The picture caught up—small and grainy, less than a square foot on the wall. The woman in the blue dress was there, but this time in white. A summer dress. Outdoors on some forest planet. This was old footage, not from Firstbloom, spliced in from somewhere else. It was her mother, but she looked young—not Cade’s age, but not much older. Her hair was a wild mess of braids and more of it trailed down, almost kissing the ground when she sat. She had an acoustic guitar in her lap and a harmonica strapped in front of her chin.
She was going to play.
Cade watched—her mouth dropped and her heart swollen. The song was sweetness and pain and it meant so many things to Cade that she could only begin to sift through them, sort them out. Her mother had lips just like hers and when they opened, her voice was a signal, a call across a crowded room. There were no words—just notes. It was the sort of song that Cade loved most. Made up on the spot. A song that seemed to wander instead of heading in a straight line, with threads that came back to remind you of the best parts.
Cade had always thought her music was a knee-jerk reaction to the Noise. But here was her own mother, to tell her she’d been wrong.
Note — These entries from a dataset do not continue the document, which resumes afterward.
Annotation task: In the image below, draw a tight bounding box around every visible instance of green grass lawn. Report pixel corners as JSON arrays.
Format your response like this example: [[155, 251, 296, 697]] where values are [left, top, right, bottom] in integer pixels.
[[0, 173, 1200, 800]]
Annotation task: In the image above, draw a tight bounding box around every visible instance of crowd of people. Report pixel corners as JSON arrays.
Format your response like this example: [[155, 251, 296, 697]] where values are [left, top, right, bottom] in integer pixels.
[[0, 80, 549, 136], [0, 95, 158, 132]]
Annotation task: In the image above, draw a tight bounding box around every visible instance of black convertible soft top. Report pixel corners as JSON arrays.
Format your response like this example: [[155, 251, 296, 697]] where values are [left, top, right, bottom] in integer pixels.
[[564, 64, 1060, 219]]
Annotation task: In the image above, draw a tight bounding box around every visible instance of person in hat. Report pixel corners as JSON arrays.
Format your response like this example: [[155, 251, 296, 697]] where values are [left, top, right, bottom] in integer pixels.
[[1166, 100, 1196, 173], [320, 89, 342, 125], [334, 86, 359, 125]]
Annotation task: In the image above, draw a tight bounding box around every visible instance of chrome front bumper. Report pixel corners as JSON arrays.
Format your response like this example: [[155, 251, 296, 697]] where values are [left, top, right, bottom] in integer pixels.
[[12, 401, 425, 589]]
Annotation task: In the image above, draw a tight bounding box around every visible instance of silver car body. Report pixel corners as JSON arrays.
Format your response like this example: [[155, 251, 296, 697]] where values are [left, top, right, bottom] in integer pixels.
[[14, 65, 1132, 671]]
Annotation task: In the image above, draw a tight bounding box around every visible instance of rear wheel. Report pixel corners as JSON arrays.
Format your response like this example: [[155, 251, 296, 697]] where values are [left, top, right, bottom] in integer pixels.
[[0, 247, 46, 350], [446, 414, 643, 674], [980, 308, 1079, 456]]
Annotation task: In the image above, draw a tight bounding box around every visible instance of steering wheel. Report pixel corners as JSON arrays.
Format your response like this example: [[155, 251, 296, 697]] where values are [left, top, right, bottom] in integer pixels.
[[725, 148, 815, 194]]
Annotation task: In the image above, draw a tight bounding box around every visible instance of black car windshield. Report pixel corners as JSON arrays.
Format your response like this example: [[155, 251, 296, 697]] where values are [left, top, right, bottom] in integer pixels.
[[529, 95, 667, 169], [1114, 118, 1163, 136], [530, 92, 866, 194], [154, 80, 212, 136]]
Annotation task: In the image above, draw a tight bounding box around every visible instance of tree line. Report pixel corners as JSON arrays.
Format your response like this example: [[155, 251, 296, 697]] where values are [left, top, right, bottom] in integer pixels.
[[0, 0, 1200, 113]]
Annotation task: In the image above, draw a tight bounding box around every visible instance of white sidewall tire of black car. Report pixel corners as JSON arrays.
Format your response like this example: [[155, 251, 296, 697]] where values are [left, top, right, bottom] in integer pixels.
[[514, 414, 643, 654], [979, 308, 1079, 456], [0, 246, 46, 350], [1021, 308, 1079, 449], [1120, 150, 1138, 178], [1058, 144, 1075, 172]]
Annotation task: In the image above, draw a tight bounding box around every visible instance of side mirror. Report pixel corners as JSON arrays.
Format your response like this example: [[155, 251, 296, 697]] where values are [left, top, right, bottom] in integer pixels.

Cade wondered if she should be sharing all of this with Xan. But she couldn’t imagine he’d take comfort in a few
grainy frames of a woman he didn’t know. And the fact that she was Cade’s mother snarled things up even more. Xan didn’t have a mother. If the filmstrip had told the truth this time, he never would. Once Cade shared this, it would open a new tract of space between them.
The footage died out where the cut would have been. Rennik bent over the projection lamp.
It wouldn’t be so hard not to tell. Cade had gotten the sense, more than once, that Xan knew or felt more than he was letting on. And if Rennik had proved one thing, it was that he could help the people he wanted to help, even with a secret.
She reached out for Xan and told him, I’m almost to Hades. She told him, I’m getting close.
She let her mother go unsaid.
Cade holed up in the bedroom with Moon-White. She was going to teach herself her mother’s song if it split her fingertips wide open.
“That’s nice.” Lee’s voice drifted down from the top bunk.
“It’s more than nice,” Cade said. “It’s the best song I know.”
“Yeah,” Lee said, her fingers dancing in the air above Cade’s head. “It’s pretty close to perfect.”
Lee sat up in her bunk and started to dance. She worked her shoulders back and closed her eyes and when a strong note crested, she tossed her head. Lee wasn’t a dancer—she and the beat were passing acquaintances at best.
But it made Cade miss Club V. Not the wince of strong drinks or the armpit smells or the dressing room after the show. The audience. She thought back to them—their wild arms and their hardworking legs, all moving in their own ways, all moving together. And the spacesicks, always in the front rows, crushed in close. How much they cared about her music. How hard they were fighting to connect to it.
It all came to her in one downbeat.
The spacesicks, using her music to connect to something that wasn’t nothingness. The song. Her mother. Music and spacesicks. Raw thought, how much like music it sounded. How much she needed to get to Xan, get to her mother, get to everyone. Reaching and opening at the same time.
“Yeah,” she mumbled. “Perfect.”
She kept playing. Lee kept dancing. But now Cade let herself go to that focused place where everything melted to music. She reached out and opened herself to whoever might be listening.